I’ve been having a hell of a time with some performance disasters when loading a large number of strings from a file.
I am hitting this in my rewrite of a parquet reader and was caught rather by surprise, because despite microbenchmarks being excellent, I eventually discovered that my actual performance on large enough files was abysmal. I am by now pretty sure that the major remaining issue is that I cannot seem to load certain types of files without hitting unpredictable and excessive GC times.
At the core of the problem (I think) is a loop in which I iterate over a view of an array from which I read strings. The strings consist of a UInt32
giving the length of the string followed by the string itself with no padding or escape codes. You can find the loop here.
I have tried multiple versions of this. First, I was writing to an array consisting entirely of String
s so that I was creating a String
from the views with String(view(v, a:b))
. Obviously, this will result in allocations of the strings, though I’m not sure I understand why it seems to be leading to so much garbage collection since the strings are stored in an array and not garbage collected.
Next, as an optimization, I tried an alternate version which takes place in the same loop but for which convertvalue
is merely the identity (i.e. I write views to an array of views). I later wrap this array in a special AbstractVector
type that simply converts the views to strings on getindex
. Much to my surprise, the performance of this is only slightly better, and, even more surprising, does not seem to alleviate the GC issues at all. Yes, it’s possible that the GC issues are not from here, but I can’t find where else it might be from and this place is certainly a huge performance bottleneck, so it’s hard to understand how the GC can be anywhere else.
I even tried to mitigate this by doing GC.enable(false)
only around this loop, but unsurprisingly this doesn’t help much since everything now just gets GC’d outside the loop and there are many such loops. I deem it too risky to disable GC around the loop of loops.
The thing that indicates to me that GC is such a huge problem is that @time
consistently reports that when loading a file with several of these columns which are very large, > 1/2 GC time.
Much to my extreme frustration, the original Parquet.jl does not seem to suffer from this issue by nearly the same degree, and I have so far been unable to determine why not.
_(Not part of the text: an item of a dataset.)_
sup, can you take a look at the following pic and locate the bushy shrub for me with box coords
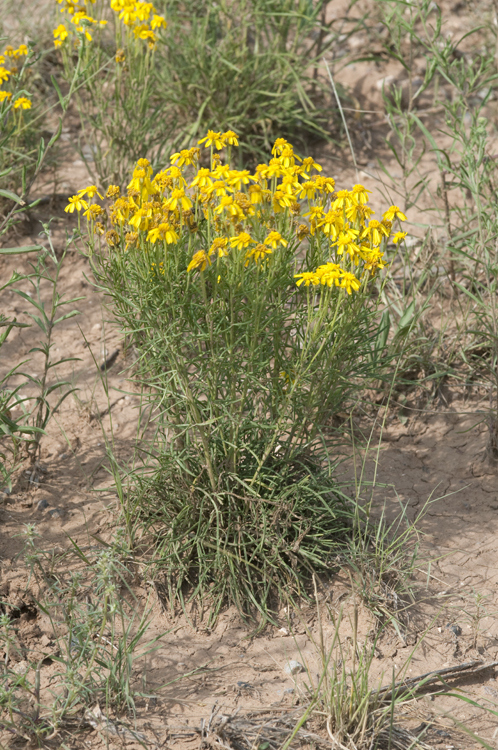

They are reading the same format, and they are doing basically the same thing I am here at this point in the loop, and they do not even have a version that does this with the views.
I have quite a lot of Julia experience but this by now has me pretty stumped. This is the biggest discrepancy I’ve ever encountered between microbenchmarks of the performance critical code and my overall performance; in fact I can’t really think of another case in 6 or so years of using Julia in which my apparently optimized code runs so incredibly badly. Any help or advice would be appreciated. Thanks all!